Dostluk Üzerine
A. Tokul / İletişim - Haziran 1987
Parelenince kafes
Ta kesilince nefes
Çağırırım dost dost.
"Dostluğun su ve ateş unsurundan daha elzem ve daha kıymetli bir şey olduğu hususunda mevcut olan atasözü ne kadar doğru ve yerindedir." diyen Montaignenin bu sözü de en az aktardığı atasözü kadar doğru ve yerindedir. Dostsuz hayata hayat denemez. Hayat dostlukla, dostlarla canlılık ve renk kazanır. Hele yüce davaya gönül veren insan için dost herşeydir...
Bacon "Dertlerim dökecek dostu olmayanlar, kendi yüreklerini kemirir" diyor. Evet, bu yönüyle dost bir kaba benzer. Hayatın inişli—çıkışlı yollarında karşı karşıya kaldığı hâdiseler eleme, acıya yahut neş'eye, sevince ait bir şeyler bulaştırır insana. Dolar ve bu doluşla beraber deşarj olma ihtiyacı hisseder insan. Ve koşup dostun kapısına, bağdaş kurup karşısına boşalır, boşalır... Bu hususun dava deyip yola vuranlar için apayrı bir ehemmiyeti vardır. Dava adamı, dava cihetiyle "dostum" dedikleriyle kontak kurmalı, beraber ağlayıp, beraber gülmelidir.

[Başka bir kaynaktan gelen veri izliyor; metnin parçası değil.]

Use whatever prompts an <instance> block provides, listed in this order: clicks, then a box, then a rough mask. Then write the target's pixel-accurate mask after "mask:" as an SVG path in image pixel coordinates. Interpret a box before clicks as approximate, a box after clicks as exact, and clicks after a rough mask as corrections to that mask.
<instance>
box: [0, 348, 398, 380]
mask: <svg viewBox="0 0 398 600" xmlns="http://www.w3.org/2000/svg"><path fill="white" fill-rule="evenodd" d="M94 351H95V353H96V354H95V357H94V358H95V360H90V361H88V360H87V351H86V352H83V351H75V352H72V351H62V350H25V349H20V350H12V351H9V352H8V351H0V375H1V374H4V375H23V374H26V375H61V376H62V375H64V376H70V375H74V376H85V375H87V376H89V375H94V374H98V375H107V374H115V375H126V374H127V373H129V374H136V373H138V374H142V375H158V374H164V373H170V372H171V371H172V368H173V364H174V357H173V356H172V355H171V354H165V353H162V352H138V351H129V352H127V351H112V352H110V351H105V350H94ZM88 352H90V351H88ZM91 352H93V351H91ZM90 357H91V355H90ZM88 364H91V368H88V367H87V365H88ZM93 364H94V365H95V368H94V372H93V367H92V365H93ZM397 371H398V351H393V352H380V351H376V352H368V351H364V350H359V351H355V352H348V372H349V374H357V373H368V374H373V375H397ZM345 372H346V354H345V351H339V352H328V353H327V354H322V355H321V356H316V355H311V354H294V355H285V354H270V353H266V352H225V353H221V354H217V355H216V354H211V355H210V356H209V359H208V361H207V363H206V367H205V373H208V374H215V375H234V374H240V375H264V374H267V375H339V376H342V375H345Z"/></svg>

Bu hareket tarzı, eskilerin dilinde "istişare" ile yer ve ifadesini kazanırken, yine eskiler, eskimeyen şu veciz sözle yalnızlıkla asla dostluk kurulmamasını salık vermişlerdir: "Sürüden ayrılanı kurt kapar." Aslında yürekleri kemiren de yalnızlık değil midir?
Derler ki: "Dostluk iki vücutta müşterek bir ruh gibidir." Bu söz ancak Yüce Rehber'in "Dostlar sizin için dünya ve ukba sermayesidir."mesajına kulak verip bu düşünce ve bu niyetle filizlendirilen dostluklar ve dolayısıyla mukaddes davaya akord olmuş ruhlar için bahis mevzuu olabilir. Yoksa kabirden ötesini göremeyen göz, karşısındakini dost değil, uşak görecek ve "Buradaki dostlar o günde, yek diğerine düşmandır." fermanının tasdik edicisi olacaktır.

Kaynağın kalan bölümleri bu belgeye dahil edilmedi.